Here are my results from TimeDemo 1 recorded using FRAPS 2.9.8 Full

Doom 3 High Quality @ 800x600
   min: 21fps
   max: 91fps
   avg: 42.032fps

Doom 3 High Quality @ 1024x768
   min: 12fps
   max: 65fps
   avg: 29.060fps

Doom 3 Ultra Quality @ 1024x768
   min: 10fps
   max: 63fps
   avg: 27.265fps

OS was a fairly well used Vista 32bit, daily use, not fresh formatted.


----------



## gurujee (Feb 7, 2009)

nice review.


----------



## Ricky (Feb 28, 2009)

Battery ????


----------



## IronManForever (Feb 28, 2009)

Nice one. I think I have read reviews from you somewhere else too.


----------



## NoCashBob (Mar 2, 2009)

Ricky said:


> Battery ????



Battery is a 4400mAh 6 cell, balanced and surfing the net lasts about 2h30m-2h45m


----------



## Ricky (Mar 2, 2009)

Wht is your views regarding its heat..? Does it get heated too much ?


----------



## NoCashBob (Mar 11, 2009)

*Heat*

Heat hasn't been an issue yet, and I've use it on a bed where the vents are nearly obstructed, to on a table with full ventilation.

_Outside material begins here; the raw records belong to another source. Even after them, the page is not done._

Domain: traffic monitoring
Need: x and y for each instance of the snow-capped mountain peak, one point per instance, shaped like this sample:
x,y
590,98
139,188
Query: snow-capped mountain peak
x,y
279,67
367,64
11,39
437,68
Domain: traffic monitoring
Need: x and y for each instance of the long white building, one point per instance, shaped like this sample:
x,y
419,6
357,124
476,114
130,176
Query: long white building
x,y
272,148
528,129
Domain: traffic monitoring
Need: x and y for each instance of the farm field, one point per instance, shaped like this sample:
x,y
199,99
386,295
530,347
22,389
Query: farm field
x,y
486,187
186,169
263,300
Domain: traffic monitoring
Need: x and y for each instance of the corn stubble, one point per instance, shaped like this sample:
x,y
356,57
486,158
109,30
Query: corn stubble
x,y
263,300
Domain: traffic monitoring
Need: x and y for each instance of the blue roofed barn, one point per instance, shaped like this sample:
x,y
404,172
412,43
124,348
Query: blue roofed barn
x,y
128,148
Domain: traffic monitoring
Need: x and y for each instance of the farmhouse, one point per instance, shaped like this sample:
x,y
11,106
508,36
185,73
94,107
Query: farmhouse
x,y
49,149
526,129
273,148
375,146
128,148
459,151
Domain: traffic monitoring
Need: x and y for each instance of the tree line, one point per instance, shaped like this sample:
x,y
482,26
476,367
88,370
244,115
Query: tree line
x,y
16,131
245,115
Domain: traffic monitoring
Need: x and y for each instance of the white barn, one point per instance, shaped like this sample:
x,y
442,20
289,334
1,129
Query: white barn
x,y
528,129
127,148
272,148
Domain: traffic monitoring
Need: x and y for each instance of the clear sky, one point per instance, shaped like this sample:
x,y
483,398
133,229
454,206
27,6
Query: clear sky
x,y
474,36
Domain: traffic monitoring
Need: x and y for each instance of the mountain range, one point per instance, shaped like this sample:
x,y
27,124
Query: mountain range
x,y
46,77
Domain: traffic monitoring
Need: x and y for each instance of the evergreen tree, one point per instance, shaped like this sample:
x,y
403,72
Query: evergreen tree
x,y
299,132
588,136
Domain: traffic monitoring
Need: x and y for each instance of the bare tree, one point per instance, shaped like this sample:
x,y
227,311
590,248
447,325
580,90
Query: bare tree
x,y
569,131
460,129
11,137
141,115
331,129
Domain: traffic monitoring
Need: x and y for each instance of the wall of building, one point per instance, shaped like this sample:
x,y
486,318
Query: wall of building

Good heat dissipation, warm on the lap when playing Titan Quest, but never uncomfortable.

Use discretion though, two hour Titan Quest binges while vents are blocked is a bad idea


----------



## desiibond (Mar 11, 2009)

really great review. I totally agree with you over VFM. my friend has 4520 and both rock. They have best VFM


----------